RDC/Crise à l’OCC : La Présidence de la République désavoue le comité de gestion
Par Obed BISIDI
Le vernis s’écaille à l’Office Congolais de Contrôle (OCC), et c’est désormais la Présidence de la République elle-même qui sonne l’alerte face à une situation qu’elle qualifie de « critique ». Dans une correspondance datée du 15 juillet 2025, le Directeur de Cabinet du Chef de l’État, Anthony Nkinzo Kamole, s’adresse au Ministre du Commerce Extérieur avec des mots lourds de sens, traduisant un désaveu manifeste à l’égard du comité de gestion actuel de cette entreprise stratégique.


La lettre évoque sans ambages une série de dysfonctionnements graves : non-paiement des salaires dans des délais légaux, engagements excessifs de nouvelles unités sans base budgétaire, mauvaise gestion de la carrière du personnel, traitement discriminatoire des grades, sans oublier un climat organisationnel délétère. Ce tableau alarmant jette une lumière crue sur une direction qui semble avoir perdu le sens de la gouvernance publique.
Des accusations accablantes
Selon la note présidentielle référencée 1747/07/2025, les informations parvenues à la Haute Hiérarchie dénoncent un « management malsain » aux conséquences directes sur le bon fonctionnement de l’OCC. En filigrane, c’est l’inaction, voire l’irresponsabilité, du comité de gestion qui est pointée du doigt. Comment expliquer qu’une institution censée contrôler et réguler se retrouve elle-même à la dérive sur le plan administratif et financier ?
Alors que l’OCC joue un rôle central dans la surveillance de la qualité et de la conformité des produits importés et exportés, son image est aujourd’hui ternie par une gouvernance contestable et un malaise social profond.

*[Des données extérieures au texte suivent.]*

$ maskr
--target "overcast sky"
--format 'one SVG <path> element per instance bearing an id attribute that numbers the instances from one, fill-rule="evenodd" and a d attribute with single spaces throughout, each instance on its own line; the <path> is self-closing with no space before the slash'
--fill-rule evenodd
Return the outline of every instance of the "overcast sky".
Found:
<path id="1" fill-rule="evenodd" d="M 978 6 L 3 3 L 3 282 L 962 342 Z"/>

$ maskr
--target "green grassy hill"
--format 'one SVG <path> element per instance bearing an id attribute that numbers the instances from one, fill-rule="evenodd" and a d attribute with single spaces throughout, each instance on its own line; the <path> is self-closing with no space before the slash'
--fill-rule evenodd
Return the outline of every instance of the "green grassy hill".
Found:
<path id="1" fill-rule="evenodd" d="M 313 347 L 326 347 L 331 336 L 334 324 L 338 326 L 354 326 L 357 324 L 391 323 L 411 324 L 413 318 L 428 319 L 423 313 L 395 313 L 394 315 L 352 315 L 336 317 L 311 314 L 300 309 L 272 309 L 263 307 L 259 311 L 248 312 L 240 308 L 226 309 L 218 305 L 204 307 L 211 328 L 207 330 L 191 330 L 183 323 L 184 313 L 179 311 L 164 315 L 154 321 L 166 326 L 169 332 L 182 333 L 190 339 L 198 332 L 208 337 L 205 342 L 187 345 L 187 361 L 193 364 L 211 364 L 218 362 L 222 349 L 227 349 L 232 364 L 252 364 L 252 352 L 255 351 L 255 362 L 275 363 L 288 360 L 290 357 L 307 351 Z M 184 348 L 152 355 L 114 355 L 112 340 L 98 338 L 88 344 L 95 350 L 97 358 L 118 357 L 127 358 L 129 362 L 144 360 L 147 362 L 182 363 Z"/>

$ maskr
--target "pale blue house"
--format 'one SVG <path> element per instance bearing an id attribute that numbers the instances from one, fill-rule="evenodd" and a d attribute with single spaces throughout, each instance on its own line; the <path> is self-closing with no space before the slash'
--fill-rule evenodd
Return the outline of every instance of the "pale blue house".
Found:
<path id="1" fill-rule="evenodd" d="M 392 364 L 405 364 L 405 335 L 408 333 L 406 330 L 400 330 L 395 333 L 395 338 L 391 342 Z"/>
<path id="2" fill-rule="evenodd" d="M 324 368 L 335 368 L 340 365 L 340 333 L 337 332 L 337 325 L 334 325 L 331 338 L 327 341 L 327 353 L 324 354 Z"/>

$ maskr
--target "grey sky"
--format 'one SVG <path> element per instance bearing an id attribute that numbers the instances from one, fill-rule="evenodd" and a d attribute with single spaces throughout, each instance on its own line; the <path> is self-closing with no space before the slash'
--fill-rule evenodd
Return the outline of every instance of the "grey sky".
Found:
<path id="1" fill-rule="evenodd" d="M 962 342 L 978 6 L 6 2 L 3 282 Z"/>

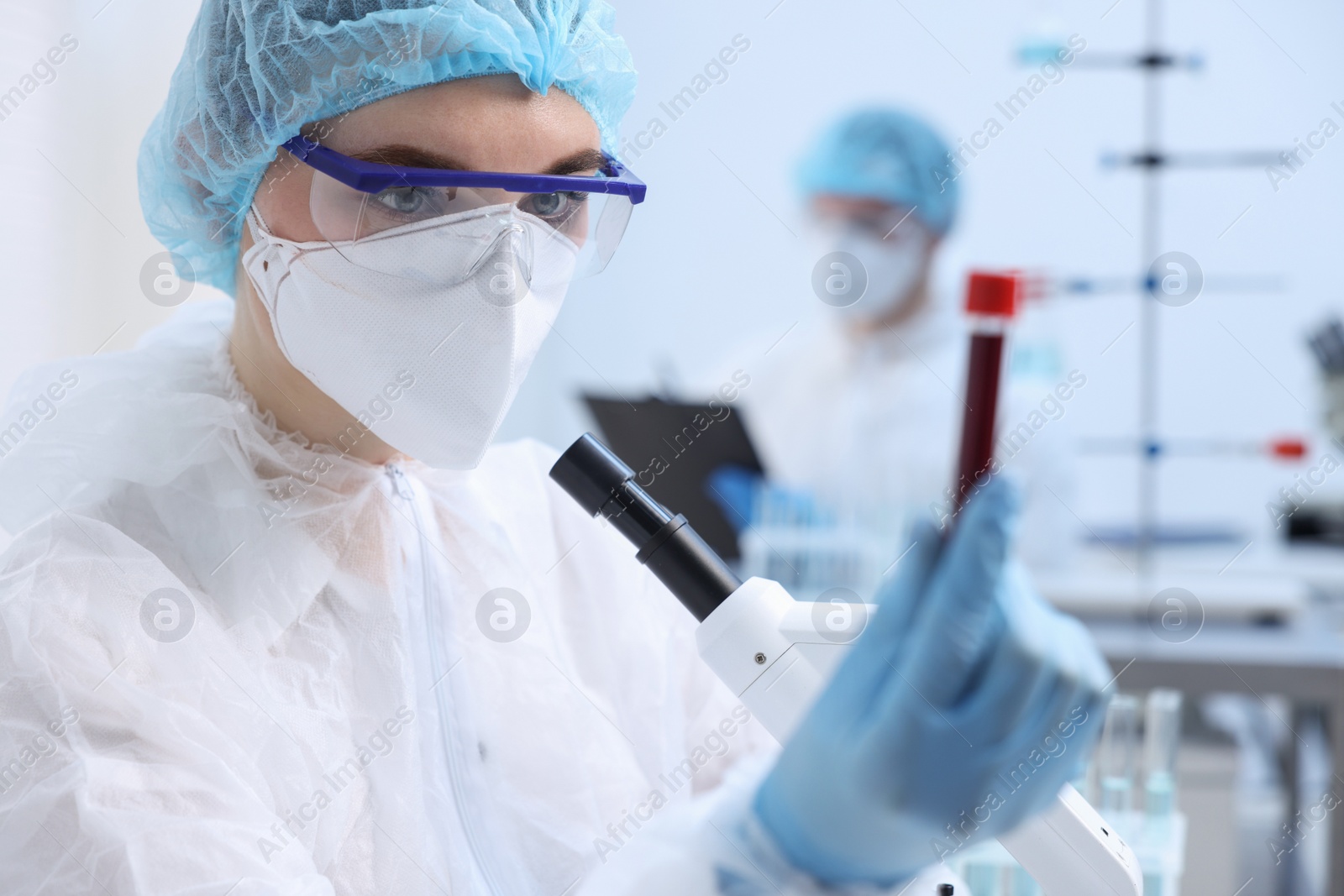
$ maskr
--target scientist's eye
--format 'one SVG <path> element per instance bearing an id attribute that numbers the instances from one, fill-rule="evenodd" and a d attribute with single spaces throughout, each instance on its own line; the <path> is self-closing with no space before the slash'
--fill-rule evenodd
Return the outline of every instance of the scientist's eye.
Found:
<path id="1" fill-rule="evenodd" d="M 587 193 L 532 193 L 519 201 L 517 207 L 528 215 L 536 215 L 552 227 L 569 220 L 587 201 Z"/>
<path id="2" fill-rule="evenodd" d="M 374 201 L 384 211 L 396 215 L 414 215 L 425 207 L 427 199 L 418 187 L 391 187 L 380 193 L 374 193 Z"/>

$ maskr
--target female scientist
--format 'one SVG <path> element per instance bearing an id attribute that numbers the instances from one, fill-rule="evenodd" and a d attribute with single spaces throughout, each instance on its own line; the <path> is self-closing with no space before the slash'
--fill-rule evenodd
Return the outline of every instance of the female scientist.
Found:
<path id="1" fill-rule="evenodd" d="M 234 301 L 30 372 L 4 418 L 0 892 L 872 892 L 1095 717 L 1101 660 L 1009 571 L 995 484 L 726 776 L 761 735 L 691 618 L 552 451 L 487 450 L 642 195 L 606 154 L 634 89 L 612 19 L 206 0 L 140 185 Z"/>

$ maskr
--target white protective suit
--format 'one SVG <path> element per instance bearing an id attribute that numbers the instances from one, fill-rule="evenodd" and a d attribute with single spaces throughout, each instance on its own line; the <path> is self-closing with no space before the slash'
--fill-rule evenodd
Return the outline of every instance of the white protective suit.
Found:
<path id="1" fill-rule="evenodd" d="M 0 418 L 0 892 L 812 889 L 759 881 L 750 774 L 692 802 L 769 739 L 554 453 L 309 447 L 235 379 L 231 309 Z"/>

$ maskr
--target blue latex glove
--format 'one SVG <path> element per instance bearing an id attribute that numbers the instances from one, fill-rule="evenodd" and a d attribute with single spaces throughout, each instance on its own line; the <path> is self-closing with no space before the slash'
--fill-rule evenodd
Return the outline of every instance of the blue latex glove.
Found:
<path id="1" fill-rule="evenodd" d="M 758 819 L 800 869 L 900 883 L 1048 806 L 1087 756 L 1110 674 L 1082 625 L 1009 564 L 1016 516 L 1016 492 L 995 480 L 946 545 L 921 527 L 757 791 Z"/>

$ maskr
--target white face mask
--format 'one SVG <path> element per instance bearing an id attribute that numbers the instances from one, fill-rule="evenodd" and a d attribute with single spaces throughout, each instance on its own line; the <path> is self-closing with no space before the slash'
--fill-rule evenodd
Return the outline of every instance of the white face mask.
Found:
<path id="1" fill-rule="evenodd" d="M 480 463 L 559 314 L 577 247 L 512 206 L 358 243 L 281 239 L 255 210 L 247 222 L 243 267 L 280 349 L 359 420 L 337 447 L 371 430 L 430 466 Z"/>
<path id="2" fill-rule="evenodd" d="M 824 230 L 825 253 L 849 253 L 868 274 L 863 297 L 852 305 L 837 306 L 847 317 L 878 318 L 894 310 L 910 294 L 925 270 L 929 235 L 915 226 L 913 232 L 882 239 L 856 224 L 839 224 Z"/>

Inspection générale des finances à la rescousse
Face à cette situation, le Chef de l’État, par le biais de son Directeur de Cabinet, ordonne un audit financier et organisationnel approfondi par l’Inspecteur Général des Finances-Chef de Service. Une mission de 30 jours est annoncée pour ausculter les comptes et le fonctionnement de l’institution.
La Direction Générale de l’OCC est ainsi tenue de se mettre à la disposition de l’équipe d’audit, un signe clair que la confiance de la Présidence est entamée et qu’un changement de cap est devenu impératif.
Un comité de gestion contesté, un avenir incertain
Les révélations contenues dans cette correspondance viennent légitimer les cris d’alarme lancés ces derniers mois par le personnel et les syndicats de l’OCC, souvent ignorés par une hiérarchie sourde aux appels à la réforme.
Aujourd’hui, c’est le sommet de l’État qui exige des comptes. Le comité de gestion, dont l’incompétence présumée est désormais scrutée au plus haut niveau, pourrait difficilement échapper à une redevabilité immédiate. Les conclusions de l’audit à venir seront sans nul doute déterminantes pour l’avenir de cette équipe dirigeante dont la légitimité est de plus en plus contestée.